In any case, my patient had been previously well, but suddenly complained of back pain, collapsed, and had a cardiac arrest at home (a bad sign). He was transported to hospital by an ambulance crew and his rhythm restored, but things were not good. By the time he reached the operating theatre he had died and his belly was so full of blood it looked like a giant watermelon. All of this happened over the course of 2 hours, and there was hardly any time for the family to understand what was happening.
It is tragic enough breaking bad news to anybody, whether it be cancer or any other serious illness, the need to perform any operation to save life or limb, or a death. It is even worse when there is no time or opportunity for the patient or family members to realise that bad news might be coming.
Sadly I have to do this on a regular basis, and perhaps I have not learnt how to do it with grace, but rarely is there a meeting where at least one family member is not crying or asking "How could this have happened?". I have come to accept that no matter how empathic or caring I am, it is always distressing. I have learnt to carry on with my job after breaking the news (there is always paperwork), but make sure that a nurse or somebody else remains with the family to talk things over further and make sure nobody passes out.

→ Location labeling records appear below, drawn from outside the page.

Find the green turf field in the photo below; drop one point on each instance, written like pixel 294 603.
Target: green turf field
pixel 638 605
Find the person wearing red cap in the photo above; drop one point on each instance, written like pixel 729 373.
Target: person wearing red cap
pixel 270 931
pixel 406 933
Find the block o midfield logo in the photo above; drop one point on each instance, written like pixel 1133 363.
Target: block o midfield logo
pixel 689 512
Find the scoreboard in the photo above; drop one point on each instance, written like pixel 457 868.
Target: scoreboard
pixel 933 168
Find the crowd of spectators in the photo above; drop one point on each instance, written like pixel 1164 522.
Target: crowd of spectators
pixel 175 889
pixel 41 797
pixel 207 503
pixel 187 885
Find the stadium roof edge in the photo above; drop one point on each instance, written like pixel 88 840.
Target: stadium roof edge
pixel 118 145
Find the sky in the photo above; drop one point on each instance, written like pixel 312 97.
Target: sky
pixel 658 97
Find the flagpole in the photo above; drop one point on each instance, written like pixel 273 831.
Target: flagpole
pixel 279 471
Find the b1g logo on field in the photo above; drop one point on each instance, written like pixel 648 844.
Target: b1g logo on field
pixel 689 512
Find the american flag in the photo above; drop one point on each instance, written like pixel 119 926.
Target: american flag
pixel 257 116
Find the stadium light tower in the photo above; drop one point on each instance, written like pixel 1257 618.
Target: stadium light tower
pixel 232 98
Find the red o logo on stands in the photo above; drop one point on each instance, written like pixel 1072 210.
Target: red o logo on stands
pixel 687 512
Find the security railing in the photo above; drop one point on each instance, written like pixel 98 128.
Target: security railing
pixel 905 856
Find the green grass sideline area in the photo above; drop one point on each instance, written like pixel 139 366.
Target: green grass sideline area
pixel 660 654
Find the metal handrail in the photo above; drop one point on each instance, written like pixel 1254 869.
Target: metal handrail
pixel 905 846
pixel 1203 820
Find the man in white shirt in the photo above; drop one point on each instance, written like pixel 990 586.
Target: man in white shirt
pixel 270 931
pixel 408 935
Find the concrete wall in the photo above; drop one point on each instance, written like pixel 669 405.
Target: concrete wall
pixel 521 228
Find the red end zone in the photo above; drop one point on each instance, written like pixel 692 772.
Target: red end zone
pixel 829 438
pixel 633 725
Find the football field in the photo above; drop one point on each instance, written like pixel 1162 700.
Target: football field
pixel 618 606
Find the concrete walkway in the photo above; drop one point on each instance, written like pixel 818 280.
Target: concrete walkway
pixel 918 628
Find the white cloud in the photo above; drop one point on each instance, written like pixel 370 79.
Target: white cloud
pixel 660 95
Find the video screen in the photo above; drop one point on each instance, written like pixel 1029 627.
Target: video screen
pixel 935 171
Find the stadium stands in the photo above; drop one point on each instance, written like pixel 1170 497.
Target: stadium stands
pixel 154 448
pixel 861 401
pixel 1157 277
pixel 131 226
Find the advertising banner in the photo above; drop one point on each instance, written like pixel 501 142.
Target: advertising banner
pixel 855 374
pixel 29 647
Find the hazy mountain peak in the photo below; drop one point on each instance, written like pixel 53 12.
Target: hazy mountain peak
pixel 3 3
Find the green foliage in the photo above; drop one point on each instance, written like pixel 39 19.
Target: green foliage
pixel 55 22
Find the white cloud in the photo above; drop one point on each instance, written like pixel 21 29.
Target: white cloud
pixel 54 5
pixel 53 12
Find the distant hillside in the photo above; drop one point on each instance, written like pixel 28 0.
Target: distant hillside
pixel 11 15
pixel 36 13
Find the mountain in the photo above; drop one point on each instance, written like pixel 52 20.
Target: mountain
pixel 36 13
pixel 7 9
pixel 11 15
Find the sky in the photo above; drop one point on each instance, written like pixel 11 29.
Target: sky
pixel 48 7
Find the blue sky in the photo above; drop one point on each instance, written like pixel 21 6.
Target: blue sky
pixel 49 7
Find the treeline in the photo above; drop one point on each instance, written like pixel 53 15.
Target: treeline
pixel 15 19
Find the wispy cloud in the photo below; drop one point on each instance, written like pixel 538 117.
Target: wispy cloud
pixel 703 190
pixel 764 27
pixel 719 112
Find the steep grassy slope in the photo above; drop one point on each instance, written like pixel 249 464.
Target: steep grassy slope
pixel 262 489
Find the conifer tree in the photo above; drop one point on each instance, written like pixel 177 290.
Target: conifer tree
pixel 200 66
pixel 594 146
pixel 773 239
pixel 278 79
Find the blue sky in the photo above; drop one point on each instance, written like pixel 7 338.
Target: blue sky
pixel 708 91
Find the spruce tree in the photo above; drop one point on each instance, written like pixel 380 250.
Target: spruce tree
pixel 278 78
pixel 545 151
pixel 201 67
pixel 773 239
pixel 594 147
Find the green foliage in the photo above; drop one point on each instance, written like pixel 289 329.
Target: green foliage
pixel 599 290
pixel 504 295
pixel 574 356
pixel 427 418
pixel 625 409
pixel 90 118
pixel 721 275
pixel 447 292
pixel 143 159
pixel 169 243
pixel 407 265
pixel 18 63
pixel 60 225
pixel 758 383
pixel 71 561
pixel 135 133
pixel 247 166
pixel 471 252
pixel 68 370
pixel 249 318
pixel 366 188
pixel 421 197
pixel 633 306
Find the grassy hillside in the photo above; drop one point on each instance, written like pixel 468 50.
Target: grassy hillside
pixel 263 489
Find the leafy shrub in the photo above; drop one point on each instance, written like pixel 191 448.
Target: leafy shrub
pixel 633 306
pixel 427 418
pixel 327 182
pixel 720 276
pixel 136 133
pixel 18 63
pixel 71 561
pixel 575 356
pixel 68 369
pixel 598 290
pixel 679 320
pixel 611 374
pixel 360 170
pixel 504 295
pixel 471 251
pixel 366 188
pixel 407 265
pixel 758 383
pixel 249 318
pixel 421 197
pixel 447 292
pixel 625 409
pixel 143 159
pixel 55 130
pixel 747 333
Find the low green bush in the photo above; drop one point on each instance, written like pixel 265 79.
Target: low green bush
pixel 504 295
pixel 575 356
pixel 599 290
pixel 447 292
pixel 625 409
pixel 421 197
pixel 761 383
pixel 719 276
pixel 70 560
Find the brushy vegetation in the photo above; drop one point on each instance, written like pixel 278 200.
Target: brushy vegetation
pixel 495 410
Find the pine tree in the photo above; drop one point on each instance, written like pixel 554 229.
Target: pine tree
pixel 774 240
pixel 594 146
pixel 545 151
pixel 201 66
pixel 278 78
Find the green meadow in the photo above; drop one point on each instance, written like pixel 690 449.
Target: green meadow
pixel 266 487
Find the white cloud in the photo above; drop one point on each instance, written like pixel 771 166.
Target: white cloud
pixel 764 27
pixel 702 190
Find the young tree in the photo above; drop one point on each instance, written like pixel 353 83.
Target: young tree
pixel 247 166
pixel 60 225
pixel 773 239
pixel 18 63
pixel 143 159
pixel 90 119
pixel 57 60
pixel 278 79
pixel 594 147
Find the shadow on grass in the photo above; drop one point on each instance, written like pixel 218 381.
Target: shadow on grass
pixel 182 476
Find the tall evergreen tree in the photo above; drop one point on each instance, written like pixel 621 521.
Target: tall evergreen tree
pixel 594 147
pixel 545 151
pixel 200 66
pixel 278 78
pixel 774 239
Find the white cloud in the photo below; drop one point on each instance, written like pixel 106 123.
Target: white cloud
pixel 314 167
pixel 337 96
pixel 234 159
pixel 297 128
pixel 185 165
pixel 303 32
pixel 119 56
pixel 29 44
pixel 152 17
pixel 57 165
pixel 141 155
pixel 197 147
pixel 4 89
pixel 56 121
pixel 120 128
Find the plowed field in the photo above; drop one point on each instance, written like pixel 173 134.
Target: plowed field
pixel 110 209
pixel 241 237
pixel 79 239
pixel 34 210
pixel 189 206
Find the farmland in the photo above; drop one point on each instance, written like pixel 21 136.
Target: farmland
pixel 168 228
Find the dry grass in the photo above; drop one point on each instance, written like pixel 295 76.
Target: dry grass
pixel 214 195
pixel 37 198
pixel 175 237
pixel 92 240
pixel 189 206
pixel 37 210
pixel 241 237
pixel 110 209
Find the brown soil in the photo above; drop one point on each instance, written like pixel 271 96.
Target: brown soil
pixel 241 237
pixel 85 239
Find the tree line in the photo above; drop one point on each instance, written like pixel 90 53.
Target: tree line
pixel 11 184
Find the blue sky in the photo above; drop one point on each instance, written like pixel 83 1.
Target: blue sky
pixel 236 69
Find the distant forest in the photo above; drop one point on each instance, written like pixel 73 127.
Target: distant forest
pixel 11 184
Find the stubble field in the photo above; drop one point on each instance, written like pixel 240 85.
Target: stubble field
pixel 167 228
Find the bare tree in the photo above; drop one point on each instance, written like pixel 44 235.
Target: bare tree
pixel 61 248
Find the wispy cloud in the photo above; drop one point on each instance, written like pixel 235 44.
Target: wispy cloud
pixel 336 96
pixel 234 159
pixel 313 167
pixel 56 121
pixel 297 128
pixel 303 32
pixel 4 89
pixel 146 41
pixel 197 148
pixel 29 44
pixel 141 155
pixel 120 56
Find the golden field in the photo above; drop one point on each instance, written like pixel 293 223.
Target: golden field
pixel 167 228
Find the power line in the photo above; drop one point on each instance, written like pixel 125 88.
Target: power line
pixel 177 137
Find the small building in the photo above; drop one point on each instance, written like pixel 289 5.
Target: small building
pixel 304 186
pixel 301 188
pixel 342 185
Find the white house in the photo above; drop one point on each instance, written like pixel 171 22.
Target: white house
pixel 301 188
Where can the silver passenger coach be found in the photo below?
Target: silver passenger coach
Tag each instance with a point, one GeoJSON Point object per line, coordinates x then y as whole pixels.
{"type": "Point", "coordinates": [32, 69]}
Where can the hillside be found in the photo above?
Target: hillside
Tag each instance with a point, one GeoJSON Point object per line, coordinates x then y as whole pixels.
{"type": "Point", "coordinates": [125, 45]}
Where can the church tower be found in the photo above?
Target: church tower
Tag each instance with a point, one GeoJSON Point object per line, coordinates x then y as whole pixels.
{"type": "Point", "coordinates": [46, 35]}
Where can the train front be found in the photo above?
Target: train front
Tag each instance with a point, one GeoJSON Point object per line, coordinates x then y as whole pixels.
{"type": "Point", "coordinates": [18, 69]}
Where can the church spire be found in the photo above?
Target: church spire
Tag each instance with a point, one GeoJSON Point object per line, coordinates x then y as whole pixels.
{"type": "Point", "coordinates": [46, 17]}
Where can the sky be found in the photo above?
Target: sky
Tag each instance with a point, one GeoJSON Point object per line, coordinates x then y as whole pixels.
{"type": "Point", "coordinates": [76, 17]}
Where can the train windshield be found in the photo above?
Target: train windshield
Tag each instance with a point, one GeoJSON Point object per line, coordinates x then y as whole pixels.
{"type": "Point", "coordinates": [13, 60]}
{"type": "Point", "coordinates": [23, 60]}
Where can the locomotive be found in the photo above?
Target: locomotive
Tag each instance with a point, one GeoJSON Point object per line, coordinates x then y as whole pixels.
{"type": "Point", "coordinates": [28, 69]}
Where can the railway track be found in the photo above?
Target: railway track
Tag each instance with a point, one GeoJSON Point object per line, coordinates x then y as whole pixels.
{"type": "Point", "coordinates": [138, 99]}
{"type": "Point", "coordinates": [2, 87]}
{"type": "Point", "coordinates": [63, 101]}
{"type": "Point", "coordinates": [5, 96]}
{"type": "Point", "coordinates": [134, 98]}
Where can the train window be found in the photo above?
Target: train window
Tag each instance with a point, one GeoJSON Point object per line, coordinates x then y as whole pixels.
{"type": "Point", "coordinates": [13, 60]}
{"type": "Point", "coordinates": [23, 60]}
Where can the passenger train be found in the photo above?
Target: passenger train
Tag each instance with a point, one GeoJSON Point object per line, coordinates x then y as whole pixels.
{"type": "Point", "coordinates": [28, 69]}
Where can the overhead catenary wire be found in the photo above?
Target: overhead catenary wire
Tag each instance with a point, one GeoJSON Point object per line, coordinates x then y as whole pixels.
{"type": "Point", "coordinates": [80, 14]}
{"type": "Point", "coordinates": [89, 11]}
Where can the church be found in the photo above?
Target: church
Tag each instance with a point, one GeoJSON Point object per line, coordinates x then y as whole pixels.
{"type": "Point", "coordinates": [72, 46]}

So, my (limited) tips for breaking bad news:
- Always sit down. Do this whether you are breaking bad news or not. It is a good habit for you, and encourages the family member to sit down. It also avoids many fainting episodes.
- Introduce yourself, then ask the family what they know. This lets the family talk first so you can get a gauge to how they will respond. Often they know what you are going to say.
- Get to the point. Family members know when you are beating about the bush, and it only gets worse if you put it off. That doesn't mean make it the first thing you say, just be tactful.
- Always have tissues handy. Nobody ever says no to tissues.
- Maintain eye contact until you have finished what you are saying. Staring at the wall or floor are bad no matter who you are talking to. It makes you look insincere.
- Don't try to say too much. They will not remember. It is silly to blabber on while people are crying. Blah blah blah, blah blah blah blah ...
- Don't get drawn into discussions about "What if?". Theories are theories, and given the selective memory of family members in grief, your conjectures may come back to haunt you. Usually in the Coroner's Court. This is especially true if you have strong opinions about what happened. You are probably upset too (and sometimes wrong).
- Always check if they have any questions, and offer to discuss and explain what happened at a later stage if they wish. This avoids many complaints.
- Tell them what will happen next. They do not want to make difficult decisions straight away, but they will want to know if the Coroner or Police will be involved, if an autopsy will be requested, when the body will be removed and to where.
- If they wish to see the body warn them of what they will see, especially if there are any tubes, wounds or deformities.
- Always make sure that somebody else is there with you to make sure you are not talking gibberish.